Popular Art from Early Modern Korea
Through April 24
Korea Foundation Gallery | Gallery 236
In the 1960s, practitioners of Pop Art looked toward everyday commodities and commercial images for inspiration. Such an artistic spirit that challenged the rigid concept between high- and lowbrow arts in fact had long existed in Korean art, flourishing in the late 1800s and early 1900s.
Migrations of Memory––The Poetry and Power of Music
平沙落雁 — 音樂的詩意與力量
Through May 1
Clara T. Rankin Galleries of Chinese Art | Gallery 240A
An installation by Peng Wei in collaboration with the Cleveland Museum of Art. Surrounded by classical Chinese paintings and instruments from the museum’s collection, the central installation Migrations of Memory—Wild Geese Descend on Level Sands (平沙落雁) by contemporary Chinese artist Peng Wei addresses the vital role of music and the arts during the COVID-19 pandemic. Made of music stands, letters by Western composers and paintings, Peng Wei’s installation is dedicated to the Cleveland Orchestra and musicians worldwide. This exhibition is accompanied by a free, fully illustrated booklet.
Through May 31
Gallery 116
Artwork from the Islamic world is as diverse and vibrant as the peoples who produced it. The objects presented in this gallery were created during the 8th through 19th centuries, a period of great cultural and geographic expansion. As a result, these works represent a vast area including Spain, North Africa, the Middle East and Central Asia. While these pieces originate within the Islamic world, they reflect the unique artistic and cultural traditions of disparate regions.
Through December 4
Sarah P. and William R. Robertson Gallery | Gallery 231
Works on display in the Native North American gallery include a group of objects from the Great Plains—a child’s beaded cradle; a woman’s hair-pipe necklace, one of the most memorable of Plains ornaments; and several beaded or painted bags that served varied purposes. A basket rotation features creations that Timbisha Shoshone (Panamint) weavers of California’s Death Valley made for the early 20th-century collector’s market. Finally, for the first time in at least 20 years, two works by contemporary Inuit artists of the Canadian Arctic make an appearance. One is a 1972 stonecut print by Alec (Peter) Aliknak Banksland, a founding member of the Holman Eskimo Arts Cooperative, now the Ulukhaktok Arts Centre in Ulukhaktok, Canada.
Through December 4
Jon A. Lindseth and Virginia M. Lindseth, PhD, Galleries of the Ancient Americas | Gallery 232
The textiles represent several different civilizations that flourished in the ancient Andes, today Peru and parts of adjacent countries. Though unrelated by cultural affiliation, they are unified by being special in some way, whether through rarity, complexity of execution or luxuriousness of materials.

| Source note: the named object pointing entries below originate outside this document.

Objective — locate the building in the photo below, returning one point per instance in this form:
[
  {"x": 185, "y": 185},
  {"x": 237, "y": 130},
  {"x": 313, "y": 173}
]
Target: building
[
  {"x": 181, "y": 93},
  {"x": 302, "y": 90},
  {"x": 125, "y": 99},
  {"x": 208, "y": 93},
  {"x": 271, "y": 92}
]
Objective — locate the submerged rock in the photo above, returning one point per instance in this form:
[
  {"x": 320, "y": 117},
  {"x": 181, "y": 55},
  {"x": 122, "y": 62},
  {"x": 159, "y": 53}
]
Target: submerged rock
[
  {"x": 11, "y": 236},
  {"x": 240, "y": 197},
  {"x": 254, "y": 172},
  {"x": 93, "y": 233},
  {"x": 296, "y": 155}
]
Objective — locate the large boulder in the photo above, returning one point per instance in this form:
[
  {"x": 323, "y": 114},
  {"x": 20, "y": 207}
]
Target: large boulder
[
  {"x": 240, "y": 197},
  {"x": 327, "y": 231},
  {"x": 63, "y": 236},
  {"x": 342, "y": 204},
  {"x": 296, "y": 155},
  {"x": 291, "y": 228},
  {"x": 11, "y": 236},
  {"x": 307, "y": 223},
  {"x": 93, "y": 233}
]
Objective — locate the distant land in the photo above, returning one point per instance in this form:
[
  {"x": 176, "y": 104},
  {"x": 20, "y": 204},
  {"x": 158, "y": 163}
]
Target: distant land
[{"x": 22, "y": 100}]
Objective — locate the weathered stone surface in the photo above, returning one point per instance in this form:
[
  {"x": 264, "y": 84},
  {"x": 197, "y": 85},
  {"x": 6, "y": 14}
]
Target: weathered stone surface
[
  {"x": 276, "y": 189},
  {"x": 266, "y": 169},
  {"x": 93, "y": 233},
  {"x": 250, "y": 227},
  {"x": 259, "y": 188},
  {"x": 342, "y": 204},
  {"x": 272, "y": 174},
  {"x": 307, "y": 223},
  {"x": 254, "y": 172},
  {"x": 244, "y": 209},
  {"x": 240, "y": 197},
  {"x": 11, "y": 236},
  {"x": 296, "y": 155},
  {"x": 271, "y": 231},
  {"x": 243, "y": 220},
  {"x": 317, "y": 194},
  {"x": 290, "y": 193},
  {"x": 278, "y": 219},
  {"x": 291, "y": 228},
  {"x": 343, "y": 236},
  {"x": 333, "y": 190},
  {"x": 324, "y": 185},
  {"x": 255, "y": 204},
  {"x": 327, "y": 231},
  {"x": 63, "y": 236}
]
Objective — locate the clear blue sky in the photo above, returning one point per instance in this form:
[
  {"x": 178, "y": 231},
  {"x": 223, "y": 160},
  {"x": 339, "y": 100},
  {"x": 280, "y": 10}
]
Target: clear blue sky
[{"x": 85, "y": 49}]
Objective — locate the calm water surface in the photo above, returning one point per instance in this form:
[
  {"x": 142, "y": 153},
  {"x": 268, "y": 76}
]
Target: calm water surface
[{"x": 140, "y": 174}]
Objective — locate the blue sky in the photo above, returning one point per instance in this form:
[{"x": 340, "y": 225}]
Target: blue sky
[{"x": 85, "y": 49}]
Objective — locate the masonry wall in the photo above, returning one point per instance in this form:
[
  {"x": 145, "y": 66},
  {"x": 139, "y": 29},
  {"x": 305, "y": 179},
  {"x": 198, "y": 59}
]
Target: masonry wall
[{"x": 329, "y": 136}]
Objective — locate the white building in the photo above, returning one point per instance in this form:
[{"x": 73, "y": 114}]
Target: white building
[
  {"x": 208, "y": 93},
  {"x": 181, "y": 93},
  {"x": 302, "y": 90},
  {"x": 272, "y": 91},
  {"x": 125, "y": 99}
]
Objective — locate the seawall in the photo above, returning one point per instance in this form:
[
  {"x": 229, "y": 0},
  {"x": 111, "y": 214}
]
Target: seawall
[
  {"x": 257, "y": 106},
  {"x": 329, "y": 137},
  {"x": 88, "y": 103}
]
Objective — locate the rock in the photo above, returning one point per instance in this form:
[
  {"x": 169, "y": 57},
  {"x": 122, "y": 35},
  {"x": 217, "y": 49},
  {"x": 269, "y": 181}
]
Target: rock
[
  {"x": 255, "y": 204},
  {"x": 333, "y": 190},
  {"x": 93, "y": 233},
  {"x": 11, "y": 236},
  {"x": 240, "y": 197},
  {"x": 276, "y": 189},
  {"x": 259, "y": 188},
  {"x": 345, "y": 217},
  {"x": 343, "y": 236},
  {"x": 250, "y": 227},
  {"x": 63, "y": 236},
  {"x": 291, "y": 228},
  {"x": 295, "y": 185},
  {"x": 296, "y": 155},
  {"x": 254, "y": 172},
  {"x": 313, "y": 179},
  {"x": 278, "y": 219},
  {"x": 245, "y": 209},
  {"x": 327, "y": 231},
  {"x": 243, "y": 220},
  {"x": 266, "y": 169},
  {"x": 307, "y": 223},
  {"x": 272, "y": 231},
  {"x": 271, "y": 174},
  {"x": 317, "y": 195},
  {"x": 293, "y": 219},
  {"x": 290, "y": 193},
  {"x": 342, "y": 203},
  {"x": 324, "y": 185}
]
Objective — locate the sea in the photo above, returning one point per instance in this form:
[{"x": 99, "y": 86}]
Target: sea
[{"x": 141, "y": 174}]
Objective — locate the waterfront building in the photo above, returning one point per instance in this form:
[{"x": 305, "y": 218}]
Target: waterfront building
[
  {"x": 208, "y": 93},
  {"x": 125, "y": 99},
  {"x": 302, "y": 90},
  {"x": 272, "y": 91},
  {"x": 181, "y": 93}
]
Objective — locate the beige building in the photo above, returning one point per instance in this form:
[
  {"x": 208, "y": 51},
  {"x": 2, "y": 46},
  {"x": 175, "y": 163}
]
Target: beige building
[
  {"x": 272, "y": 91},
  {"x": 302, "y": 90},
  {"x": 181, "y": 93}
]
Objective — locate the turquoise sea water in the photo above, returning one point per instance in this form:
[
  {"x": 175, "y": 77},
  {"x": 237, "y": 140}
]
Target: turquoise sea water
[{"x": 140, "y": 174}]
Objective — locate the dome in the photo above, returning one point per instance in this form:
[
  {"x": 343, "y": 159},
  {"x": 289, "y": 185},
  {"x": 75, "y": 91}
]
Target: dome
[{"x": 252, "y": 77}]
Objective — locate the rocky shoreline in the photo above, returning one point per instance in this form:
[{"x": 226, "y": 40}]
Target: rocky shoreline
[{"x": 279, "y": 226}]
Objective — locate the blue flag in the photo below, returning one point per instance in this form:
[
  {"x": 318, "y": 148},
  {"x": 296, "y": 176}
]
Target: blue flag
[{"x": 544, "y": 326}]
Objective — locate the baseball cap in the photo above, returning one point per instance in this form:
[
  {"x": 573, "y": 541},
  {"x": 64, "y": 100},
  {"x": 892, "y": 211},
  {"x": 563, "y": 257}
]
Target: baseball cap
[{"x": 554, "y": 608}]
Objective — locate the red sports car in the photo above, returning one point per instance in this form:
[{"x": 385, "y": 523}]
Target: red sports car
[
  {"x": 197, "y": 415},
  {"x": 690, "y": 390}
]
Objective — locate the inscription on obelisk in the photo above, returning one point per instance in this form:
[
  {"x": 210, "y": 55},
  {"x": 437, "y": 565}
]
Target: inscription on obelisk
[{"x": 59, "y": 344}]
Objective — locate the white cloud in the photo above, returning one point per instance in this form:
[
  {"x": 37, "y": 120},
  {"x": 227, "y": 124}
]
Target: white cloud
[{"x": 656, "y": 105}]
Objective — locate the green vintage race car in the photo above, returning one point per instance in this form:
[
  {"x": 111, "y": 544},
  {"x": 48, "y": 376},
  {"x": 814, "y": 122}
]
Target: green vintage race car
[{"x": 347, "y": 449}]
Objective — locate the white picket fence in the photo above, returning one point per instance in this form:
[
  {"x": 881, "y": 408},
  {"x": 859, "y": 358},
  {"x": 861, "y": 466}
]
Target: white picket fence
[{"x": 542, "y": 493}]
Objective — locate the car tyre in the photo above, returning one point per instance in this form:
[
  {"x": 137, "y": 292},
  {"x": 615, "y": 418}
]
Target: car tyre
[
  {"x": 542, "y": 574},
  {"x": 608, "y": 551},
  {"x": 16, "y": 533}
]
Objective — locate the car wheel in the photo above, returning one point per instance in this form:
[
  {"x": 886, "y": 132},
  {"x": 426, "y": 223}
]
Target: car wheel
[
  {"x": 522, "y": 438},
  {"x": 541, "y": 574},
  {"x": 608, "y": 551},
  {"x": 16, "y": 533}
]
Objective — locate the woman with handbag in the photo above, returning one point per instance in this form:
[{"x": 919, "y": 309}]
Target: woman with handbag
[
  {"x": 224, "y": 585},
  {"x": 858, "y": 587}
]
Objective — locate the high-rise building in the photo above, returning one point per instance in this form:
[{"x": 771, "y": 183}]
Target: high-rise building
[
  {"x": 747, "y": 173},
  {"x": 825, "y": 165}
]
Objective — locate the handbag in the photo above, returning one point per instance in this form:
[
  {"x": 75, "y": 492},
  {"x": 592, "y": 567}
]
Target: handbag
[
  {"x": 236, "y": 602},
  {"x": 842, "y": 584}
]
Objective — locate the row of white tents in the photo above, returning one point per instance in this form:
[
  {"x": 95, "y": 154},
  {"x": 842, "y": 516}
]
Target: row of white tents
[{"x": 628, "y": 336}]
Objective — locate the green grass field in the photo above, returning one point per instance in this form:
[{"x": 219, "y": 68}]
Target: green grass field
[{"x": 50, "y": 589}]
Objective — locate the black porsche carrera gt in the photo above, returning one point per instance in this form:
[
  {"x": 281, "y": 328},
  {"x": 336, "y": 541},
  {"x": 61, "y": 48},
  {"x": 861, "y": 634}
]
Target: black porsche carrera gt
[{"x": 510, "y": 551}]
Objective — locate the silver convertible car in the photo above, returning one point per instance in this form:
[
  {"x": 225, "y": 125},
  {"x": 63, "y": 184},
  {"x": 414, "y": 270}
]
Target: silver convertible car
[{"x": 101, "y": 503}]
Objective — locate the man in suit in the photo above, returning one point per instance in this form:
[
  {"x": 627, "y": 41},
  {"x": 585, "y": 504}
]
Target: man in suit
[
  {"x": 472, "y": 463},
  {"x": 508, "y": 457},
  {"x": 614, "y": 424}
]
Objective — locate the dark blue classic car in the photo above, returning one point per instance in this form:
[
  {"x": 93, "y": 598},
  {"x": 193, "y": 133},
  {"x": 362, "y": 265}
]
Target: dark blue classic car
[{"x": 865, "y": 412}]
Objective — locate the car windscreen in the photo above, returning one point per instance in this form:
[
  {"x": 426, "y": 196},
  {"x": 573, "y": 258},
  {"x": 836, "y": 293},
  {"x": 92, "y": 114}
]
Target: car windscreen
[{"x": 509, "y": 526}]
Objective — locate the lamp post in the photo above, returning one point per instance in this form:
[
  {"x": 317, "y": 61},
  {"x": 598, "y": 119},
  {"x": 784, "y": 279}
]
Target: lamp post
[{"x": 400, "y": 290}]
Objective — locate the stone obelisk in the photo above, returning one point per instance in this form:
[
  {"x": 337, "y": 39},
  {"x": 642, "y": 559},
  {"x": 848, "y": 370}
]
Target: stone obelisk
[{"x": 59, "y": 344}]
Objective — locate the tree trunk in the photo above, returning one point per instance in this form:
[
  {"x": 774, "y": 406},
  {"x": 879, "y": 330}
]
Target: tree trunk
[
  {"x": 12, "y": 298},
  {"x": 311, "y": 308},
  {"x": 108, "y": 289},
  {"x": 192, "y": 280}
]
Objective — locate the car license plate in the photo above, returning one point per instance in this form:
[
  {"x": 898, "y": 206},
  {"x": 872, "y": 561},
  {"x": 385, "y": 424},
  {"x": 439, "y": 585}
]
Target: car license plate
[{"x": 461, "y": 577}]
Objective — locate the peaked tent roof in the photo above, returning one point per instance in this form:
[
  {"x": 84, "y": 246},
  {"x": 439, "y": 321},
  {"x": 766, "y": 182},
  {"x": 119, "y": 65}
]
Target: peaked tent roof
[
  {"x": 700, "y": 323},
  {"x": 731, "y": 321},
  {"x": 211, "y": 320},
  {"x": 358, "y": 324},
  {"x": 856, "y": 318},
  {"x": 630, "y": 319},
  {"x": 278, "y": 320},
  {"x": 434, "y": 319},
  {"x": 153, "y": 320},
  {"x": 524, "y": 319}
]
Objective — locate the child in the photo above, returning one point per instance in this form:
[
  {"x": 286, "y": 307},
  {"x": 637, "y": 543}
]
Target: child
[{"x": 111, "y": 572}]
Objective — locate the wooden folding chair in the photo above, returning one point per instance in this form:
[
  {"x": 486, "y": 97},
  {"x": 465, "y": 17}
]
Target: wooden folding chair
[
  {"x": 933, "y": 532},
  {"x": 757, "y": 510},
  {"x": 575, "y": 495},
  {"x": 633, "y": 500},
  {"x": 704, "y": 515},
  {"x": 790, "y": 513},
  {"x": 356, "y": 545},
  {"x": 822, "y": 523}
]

Arts of Africa: Gallery Rotation
Through December 18
Galleries 108A–C
Seventeen rarely seen or newly acquired works are installed in the African arts galleries. These 19th- to 21st-century works from northern, central and western Africa support continuing efforts to broaden the scope of African arts on view at the CMA.
Image courtesy Cleveland Museum of Art: Four Seasons: Summer: Harvest Scene, late 1600s–early 1700s. Gobelins Manufactory (France, Paris, est. 1662). Wool, silk, and gold filé: tapestry weave; 252.7 x 255.3 cm. The Cleveland Museum of Art, Gift of Francis Ginn, Marian Ginn Jones, Barbara Ginn Griesinger, and Alexander Ginn in memory of Frank Hadley Ginn and Cornelia Root Ginn.